Terminal application: GNOME Terminal
I find work in a terminal powerful and faster in many occasions. GNOME Terminal is the default shell-like application in Ubuntu, and it supports desktop transparency effects, background images or solid colours, profiles and tabs. An essential tool for any Linux user if you ask me.
Text editor: Gedit 2.24.0
This is the default text editor, which can also be used as an integrated development environment (IDE), just like Geany or Kate in KDE. Gedit has the same simple interface characteristic to GNOME applications, but it can be expanded via plugins. It includes syntax highlighting, indentation, a whole bunch of plugins like the spell checker or document statistics. It's simple but powerful enough for small projects.
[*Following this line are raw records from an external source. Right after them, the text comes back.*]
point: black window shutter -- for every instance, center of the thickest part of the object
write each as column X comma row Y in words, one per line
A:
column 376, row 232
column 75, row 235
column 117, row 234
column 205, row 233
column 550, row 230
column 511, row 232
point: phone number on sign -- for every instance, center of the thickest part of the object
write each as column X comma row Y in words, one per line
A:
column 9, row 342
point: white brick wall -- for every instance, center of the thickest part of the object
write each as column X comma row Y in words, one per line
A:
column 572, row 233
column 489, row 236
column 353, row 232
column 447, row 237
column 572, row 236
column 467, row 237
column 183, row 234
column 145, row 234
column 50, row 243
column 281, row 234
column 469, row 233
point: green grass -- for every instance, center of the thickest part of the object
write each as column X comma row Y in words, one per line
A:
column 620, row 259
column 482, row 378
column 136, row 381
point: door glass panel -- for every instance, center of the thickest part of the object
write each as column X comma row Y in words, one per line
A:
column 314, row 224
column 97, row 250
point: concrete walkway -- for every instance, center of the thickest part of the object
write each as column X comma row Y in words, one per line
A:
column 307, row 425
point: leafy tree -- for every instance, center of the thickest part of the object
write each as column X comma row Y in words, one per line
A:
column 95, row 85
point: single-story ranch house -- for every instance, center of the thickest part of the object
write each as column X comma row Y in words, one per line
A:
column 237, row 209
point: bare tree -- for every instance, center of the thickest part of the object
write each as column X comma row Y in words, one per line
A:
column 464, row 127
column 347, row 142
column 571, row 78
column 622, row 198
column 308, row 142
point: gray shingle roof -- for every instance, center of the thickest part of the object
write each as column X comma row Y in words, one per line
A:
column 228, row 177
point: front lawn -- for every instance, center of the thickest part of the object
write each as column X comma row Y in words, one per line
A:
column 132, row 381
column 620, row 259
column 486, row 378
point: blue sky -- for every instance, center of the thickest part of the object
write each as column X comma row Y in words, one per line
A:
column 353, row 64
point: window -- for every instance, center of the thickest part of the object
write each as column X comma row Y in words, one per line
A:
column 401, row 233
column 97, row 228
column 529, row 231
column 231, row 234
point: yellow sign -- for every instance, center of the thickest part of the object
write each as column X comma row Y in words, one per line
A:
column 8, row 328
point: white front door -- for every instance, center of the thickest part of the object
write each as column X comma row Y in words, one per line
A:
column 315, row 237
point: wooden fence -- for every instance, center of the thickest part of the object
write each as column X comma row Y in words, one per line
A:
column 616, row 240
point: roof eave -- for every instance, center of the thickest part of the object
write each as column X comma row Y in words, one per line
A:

IM and IRC client: Pidgin 2.5.2
Cleverly named, this is the default IM and IRC client in GNOME. Pidgin supports various IM protocols like Yahoo!, MSN, AIM, ICQ or Google Talk and can be also used as a basic client for internet relay chat. It comes with plenty plugins, some of which would be:
- Nautilus integration
- Join/part hiding
- Evolution integration
- History (to keep conversation logs)
The good thing is that it supports all those protocols, so you won't need to use a separate client for each of them.
Image editor: GIMP 2.6.1
GNOME comes with Eye of GNOME for viewing images, which I guess should be the 'essential' application instead of GIMP. But since EOG comes with every GNOME distribution, I decided upon the new GIMP. Yes, Ubuntu comes with the new 2.6.1 release instead of the old stable 2.4.x, which apparently will be shipped in Debian Lenny.